Glacier Ranger District and Prince William Sound
Kayakers sit spellbound, the world’s only witnesses to orcas slicing still ocean waters. Towering blue-white glaciers slowly grind to the sea. The rugged lands and water of the Sound challenge both spirit and body.
Visitors in kayaks, cruise ships, small boats, ferries, and float planes explore the Sound’s 3,500 miles of coastline and three million acres of ocean and land. Whether you rough it in a kayak, motor your boat through narrow channels, or watch with awe as your cruise ship glides past the landscape, you will experience one of the planet’s extraordinary places.

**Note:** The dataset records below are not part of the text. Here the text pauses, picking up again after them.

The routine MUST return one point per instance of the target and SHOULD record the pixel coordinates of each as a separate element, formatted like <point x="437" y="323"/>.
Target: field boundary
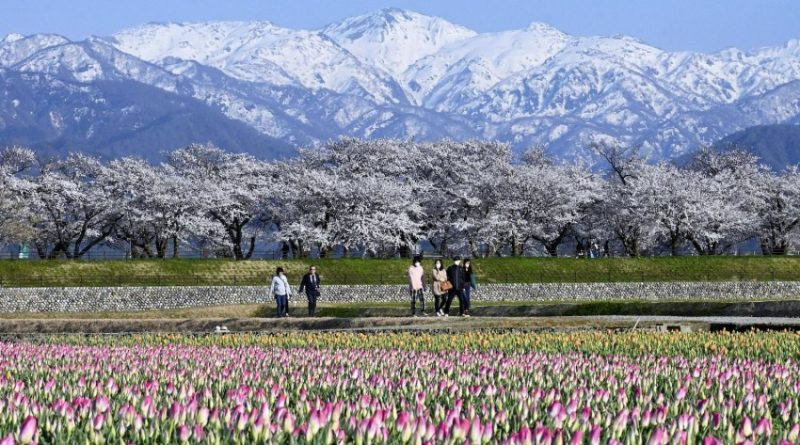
<point x="143" y="298"/>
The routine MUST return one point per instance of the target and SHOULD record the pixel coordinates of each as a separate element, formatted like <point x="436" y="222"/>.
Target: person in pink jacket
<point x="416" y="285"/>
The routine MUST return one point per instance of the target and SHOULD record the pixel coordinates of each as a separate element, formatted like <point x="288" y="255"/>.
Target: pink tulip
<point x="794" y="433"/>
<point x="183" y="433"/>
<point x="747" y="427"/>
<point x="28" y="430"/>
<point x="764" y="427"/>
<point x="659" y="437"/>
<point x="475" y="431"/>
<point x="198" y="433"/>
<point x="594" y="435"/>
<point x="101" y="404"/>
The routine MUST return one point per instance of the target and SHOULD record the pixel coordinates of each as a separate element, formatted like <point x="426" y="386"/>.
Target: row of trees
<point x="386" y="197"/>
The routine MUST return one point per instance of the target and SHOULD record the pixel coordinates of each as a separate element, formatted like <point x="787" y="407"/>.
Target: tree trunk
<point x="551" y="247"/>
<point x="175" y="253"/>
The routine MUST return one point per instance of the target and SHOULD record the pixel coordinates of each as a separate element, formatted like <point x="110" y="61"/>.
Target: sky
<point x="696" y="25"/>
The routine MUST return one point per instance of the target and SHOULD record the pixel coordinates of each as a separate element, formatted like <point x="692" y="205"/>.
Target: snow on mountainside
<point x="396" y="73"/>
<point x="263" y="53"/>
<point x="15" y="47"/>
<point x="469" y="67"/>
<point x="393" y="39"/>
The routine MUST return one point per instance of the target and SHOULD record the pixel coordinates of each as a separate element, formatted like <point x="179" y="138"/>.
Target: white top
<point x="280" y="286"/>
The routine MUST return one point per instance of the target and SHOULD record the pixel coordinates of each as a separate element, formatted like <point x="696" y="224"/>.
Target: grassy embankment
<point x="27" y="273"/>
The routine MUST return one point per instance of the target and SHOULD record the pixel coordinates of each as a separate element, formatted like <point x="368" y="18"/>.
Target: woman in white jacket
<point x="281" y="291"/>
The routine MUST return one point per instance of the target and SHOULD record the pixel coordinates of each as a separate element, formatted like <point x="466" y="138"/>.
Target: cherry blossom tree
<point x="72" y="207"/>
<point x="227" y="190"/>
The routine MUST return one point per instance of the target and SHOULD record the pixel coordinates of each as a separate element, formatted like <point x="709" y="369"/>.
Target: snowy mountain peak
<point x="393" y="39"/>
<point x="542" y="28"/>
<point x="13" y="50"/>
<point x="12" y="37"/>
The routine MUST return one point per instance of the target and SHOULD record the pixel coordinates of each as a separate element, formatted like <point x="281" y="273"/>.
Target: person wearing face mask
<point x="280" y="289"/>
<point x="416" y="282"/>
<point x="470" y="284"/>
<point x="457" y="278"/>
<point x="310" y="283"/>
<point x="439" y="294"/>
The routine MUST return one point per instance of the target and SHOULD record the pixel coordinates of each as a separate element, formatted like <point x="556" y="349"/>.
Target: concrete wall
<point x="79" y="299"/>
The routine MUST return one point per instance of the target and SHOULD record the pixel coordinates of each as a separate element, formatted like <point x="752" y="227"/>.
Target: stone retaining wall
<point x="87" y="299"/>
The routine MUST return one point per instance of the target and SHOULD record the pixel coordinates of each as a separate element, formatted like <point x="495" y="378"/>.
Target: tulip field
<point x="415" y="388"/>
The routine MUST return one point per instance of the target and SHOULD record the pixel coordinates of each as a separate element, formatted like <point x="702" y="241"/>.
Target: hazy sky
<point x="703" y="25"/>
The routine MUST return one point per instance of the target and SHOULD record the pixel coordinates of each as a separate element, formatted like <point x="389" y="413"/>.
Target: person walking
<point x="281" y="291"/>
<point x="416" y="283"/>
<point x="310" y="283"/>
<point x="455" y="275"/>
<point x="439" y="295"/>
<point x="470" y="284"/>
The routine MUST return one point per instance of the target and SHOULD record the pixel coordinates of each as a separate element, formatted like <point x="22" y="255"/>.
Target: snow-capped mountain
<point x="393" y="39"/>
<point x="401" y="74"/>
<point x="261" y="52"/>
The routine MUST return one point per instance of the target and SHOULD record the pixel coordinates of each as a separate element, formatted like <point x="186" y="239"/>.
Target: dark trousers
<point x="451" y="294"/>
<point x="439" y="301"/>
<point x="312" y="303"/>
<point x="282" y="303"/>
<point x="417" y="295"/>
<point x="467" y="298"/>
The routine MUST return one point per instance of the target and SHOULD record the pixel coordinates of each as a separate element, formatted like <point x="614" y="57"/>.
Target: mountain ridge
<point x="401" y="74"/>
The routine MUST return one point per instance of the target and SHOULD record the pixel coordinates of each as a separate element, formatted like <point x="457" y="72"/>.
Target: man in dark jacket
<point x="456" y="277"/>
<point x="310" y="284"/>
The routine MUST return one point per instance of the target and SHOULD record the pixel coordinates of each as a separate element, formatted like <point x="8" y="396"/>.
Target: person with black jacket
<point x="457" y="278"/>
<point x="311" y="282"/>
<point x="470" y="284"/>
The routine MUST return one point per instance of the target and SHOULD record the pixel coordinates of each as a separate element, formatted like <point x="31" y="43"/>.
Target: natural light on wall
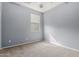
<point x="35" y="23"/>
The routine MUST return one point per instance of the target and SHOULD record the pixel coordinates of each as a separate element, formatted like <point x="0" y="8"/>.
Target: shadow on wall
<point x="49" y="36"/>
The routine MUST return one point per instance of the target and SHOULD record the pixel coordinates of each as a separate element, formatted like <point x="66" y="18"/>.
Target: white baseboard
<point x="74" y="49"/>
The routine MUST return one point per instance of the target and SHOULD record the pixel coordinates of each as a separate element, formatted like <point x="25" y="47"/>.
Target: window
<point x="35" y="23"/>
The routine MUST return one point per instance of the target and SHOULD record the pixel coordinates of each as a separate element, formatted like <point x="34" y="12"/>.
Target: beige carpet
<point x="39" y="49"/>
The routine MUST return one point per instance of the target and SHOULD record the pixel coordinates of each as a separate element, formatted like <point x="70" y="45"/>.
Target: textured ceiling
<point x="41" y="6"/>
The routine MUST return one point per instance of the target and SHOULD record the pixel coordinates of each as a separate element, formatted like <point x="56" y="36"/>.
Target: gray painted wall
<point x="62" y="25"/>
<point x="16" y="25"/>
<point x="0" y="24"/>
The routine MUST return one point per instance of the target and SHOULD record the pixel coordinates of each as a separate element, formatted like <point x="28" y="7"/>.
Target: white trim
<point x="74" y="49"/>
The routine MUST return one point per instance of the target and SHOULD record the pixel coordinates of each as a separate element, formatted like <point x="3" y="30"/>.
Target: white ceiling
<point x="36" y="5"/>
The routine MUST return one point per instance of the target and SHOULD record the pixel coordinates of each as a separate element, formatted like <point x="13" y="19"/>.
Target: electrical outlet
<point x="9" y="41"/>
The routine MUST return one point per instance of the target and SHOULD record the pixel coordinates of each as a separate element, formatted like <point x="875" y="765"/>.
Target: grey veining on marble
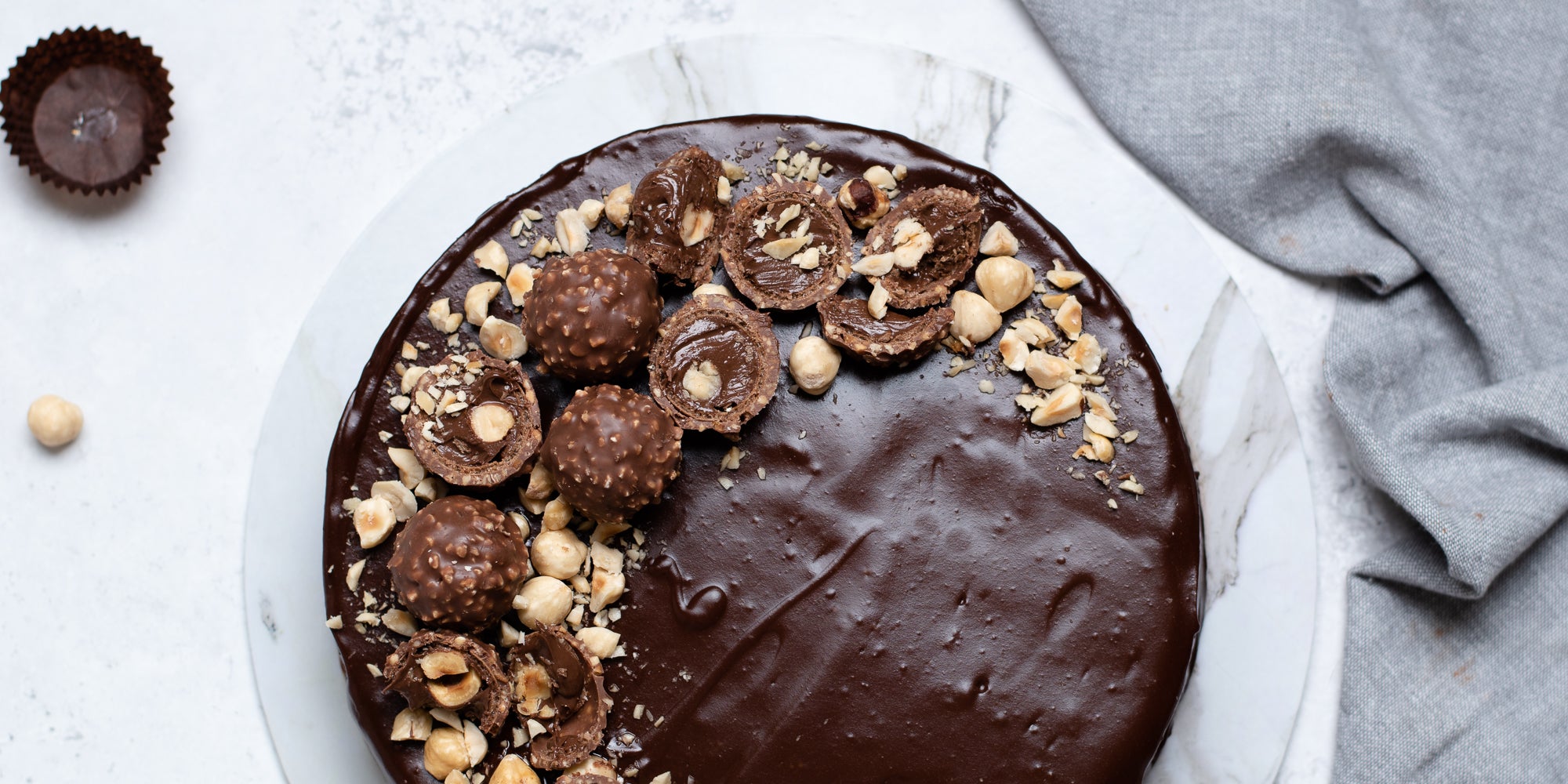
<point x="1133" y="233"/>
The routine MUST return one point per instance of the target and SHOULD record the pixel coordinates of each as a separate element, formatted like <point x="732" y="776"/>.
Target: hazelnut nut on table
<point x="54" y="421"/>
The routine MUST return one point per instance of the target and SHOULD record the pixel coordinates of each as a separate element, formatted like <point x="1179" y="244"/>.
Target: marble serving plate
<point x="1241" y="703"/>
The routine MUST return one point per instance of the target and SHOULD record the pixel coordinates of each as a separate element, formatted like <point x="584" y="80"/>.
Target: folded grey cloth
<point x="1417" y="150"/>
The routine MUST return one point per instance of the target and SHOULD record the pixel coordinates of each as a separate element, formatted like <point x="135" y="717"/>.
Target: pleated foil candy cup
<point x="87" y="111"/>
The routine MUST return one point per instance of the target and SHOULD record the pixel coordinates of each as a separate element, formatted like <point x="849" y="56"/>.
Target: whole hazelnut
<point x="815" y="365"/>
<point x="446" y="750"/>
<point x="54" y="421"/>
<point x="863" y="203"/>
<point x="595" y="766"/>
<point x="1004" y="281"/>
<point x="514" y="771"/>
<point x="543" y="601"/>
<point x="975" y="319"/>
<point x="559" y="554"/>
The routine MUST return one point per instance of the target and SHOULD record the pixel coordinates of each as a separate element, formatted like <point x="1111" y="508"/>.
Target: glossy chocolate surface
<point x="920" y="590"/>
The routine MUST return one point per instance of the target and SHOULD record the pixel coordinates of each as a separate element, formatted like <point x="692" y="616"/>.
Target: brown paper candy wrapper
<point x="87" y="111"/>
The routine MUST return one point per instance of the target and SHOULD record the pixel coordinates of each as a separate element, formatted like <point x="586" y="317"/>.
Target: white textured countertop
<point x="169" y="313"/>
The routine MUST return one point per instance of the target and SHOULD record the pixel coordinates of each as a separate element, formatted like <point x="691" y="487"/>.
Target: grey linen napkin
<point x="1417" y="150"/>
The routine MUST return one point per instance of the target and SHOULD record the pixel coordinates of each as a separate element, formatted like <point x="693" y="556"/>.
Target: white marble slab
<point x="1236" y="719"/>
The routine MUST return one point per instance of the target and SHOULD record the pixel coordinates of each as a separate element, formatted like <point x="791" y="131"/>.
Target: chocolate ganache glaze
<point x="923" y="587"/>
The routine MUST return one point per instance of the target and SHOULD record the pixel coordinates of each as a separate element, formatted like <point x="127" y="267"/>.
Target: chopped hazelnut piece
<point x="408" y="468"/>
<point x="492" y="256"/>
<point x="476" y="305"/>
<point x="572" y="231"/>
<point x="874" y="266"/>
<point x="1100" y="405"/>
<point x="702" y="380"/>
<point x="877" y="303"/>
<point x="446" y="752"/>
<point x="557" y="554"/>
<point x="786" y="247"/>
<point x="600" y="642"/>
<point x="1014" y="349"/>
<point x="520" y="281"/>
<point x="543" y="601"/>
<point x="1070" y="318"/>
<point x="1102" y="426"/>
<point x="975" y="319"/>
<point x="1048" y="371"/>
<point x="412" y="724"/>
<point x="695" y="225"/>
<point x="514" y="771"/>
<point x="1004" y="281"/>
<point x="492" y="423"/>
<point x="1064" y="278"/>
<point x="557" y="515"/>
<point x="1087" y="354"/>
<point x="882" y="178"/>
<point x="1062" y="405"/>
<point x="592" y="211"/>
<point x="441" y="316"/>
<point x="1034" y="332"/>
<point x="1100" y="448"/>
<point x="397" y="496"/>
<point x="619" y="206"/>
<point x="813" y="365"/>
<point x="374" y="521"/>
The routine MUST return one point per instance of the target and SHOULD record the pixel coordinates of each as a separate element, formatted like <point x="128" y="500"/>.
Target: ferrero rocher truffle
<point x="896" y="339"/>
<point x="561" y="686"/>
<point x="456" y="672"/>
<point x="87" y="111"/>
<point x="716" y="365"/>
<point x="612" y="452"/>
<point x="474" y="421"/>
<point x="788" y="245"/>
<point x="931" y="241"/>
<point x="459" y="562"/>
<point x="677" y="217"/>
<point x="593" y="316"/>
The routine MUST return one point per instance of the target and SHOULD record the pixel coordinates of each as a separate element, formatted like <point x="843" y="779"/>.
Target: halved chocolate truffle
<point x="891" y="341"/>
<point x="459" y="562"/>
<point x="456" y="672"/>
<point x="716" y="365"/>
<point x="474" y="421"/>
<point x="87" y="111"/>
<point x="932" y="236"/>
<point x="559" y="684"/>
<point x="593" y="316"/>
<point x="677" y="217"/>
<point x="612" y="452"/>
<point x="788" y="245"/>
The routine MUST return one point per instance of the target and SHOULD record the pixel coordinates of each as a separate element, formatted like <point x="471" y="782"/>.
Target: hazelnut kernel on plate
<point x="492" y="256"/>
<point x="446" y="752"/>
<point x="1004" y="281"/>
<point x="54" y="421"/>
<point x="815" y="365"/>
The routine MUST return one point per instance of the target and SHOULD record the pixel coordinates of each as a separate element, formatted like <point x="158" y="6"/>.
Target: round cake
<point x="907" y="504"/>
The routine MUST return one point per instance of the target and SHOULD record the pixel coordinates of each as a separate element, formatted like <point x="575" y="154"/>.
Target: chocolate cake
<point x="934" y="520"/>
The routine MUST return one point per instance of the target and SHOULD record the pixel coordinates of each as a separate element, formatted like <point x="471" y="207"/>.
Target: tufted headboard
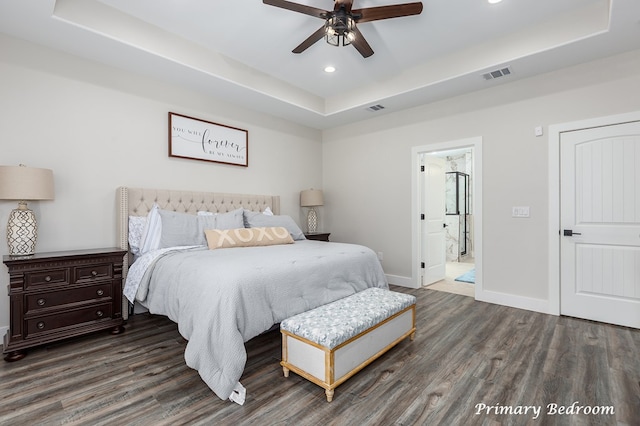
<point x="138" y="202"/>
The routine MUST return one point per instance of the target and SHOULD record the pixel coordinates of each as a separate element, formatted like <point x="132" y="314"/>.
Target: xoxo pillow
<point x="247" y="237"/>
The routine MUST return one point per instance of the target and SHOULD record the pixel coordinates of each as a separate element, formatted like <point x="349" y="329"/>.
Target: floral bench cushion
<point x="335" y="323"/>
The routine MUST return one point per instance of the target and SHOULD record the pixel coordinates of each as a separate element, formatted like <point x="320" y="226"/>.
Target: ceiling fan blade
<point x="310" y="40"/>
<point x="347" y="5"/>
<point x="301" y="8"/>
<point x="361" y="44"/>
<point x="385" y="12"/>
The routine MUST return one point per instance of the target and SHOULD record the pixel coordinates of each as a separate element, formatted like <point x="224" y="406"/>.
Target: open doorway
<point x="458" y="194"/>
<point x="461" y="223"/>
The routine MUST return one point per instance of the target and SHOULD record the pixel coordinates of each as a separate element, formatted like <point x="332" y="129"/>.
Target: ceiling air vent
<point x="375" y="107"/>
<point x="497" y="73"/>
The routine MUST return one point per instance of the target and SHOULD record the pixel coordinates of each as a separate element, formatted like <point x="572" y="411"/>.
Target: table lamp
<point x="24" y="183"/>
<point x="311" y="198"/>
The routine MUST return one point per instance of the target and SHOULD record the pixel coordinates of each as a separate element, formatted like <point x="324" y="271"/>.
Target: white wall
<point x="367" y="175"/>
<point x="98" y="128"/>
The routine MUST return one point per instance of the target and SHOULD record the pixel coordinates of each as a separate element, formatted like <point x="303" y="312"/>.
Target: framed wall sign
<point x="207" y="141"/>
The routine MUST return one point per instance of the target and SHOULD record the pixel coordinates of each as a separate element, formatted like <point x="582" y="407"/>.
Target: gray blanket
<point x="222" y="298"/>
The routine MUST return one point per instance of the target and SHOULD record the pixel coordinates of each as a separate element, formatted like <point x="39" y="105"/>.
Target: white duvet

Four communities are gateways to your explorations. Whittier is an hour’s drive south of Anchorage, through the Whittier Tunnel. Day-cruise boats, the Alaska state ferries, and boat and kayak outfitters all work out of Whittier. From Whittier, take the ferry across the Sound to Valdez or Cordova. From Valdez you can drive back to Anchorage, a great scenic tour.
Sixteen rustic Forest Service cabins are available in the Sound, accessed by boat or plane. Each cabin offers its own blend of scenery and activities. Fishing and hunting charters ply the southwestern Sound out of Seward.
Fish the lakes or streams. How about watching from your cabin porch as fishermen pay out their nets? Beach combing and berry picking, spying otters with your binoculars, or having a cup of coffee at your hunting camp—a cabin trip will create memories of a respite from modern life.
In the summer Forest Service naturalists are on board state ferries and some day cruise boats, sharing their knowledge of the human history and natural history of the Sound. There are many archæological remains in the Sound. If you come across something, please leave the site undisturbed.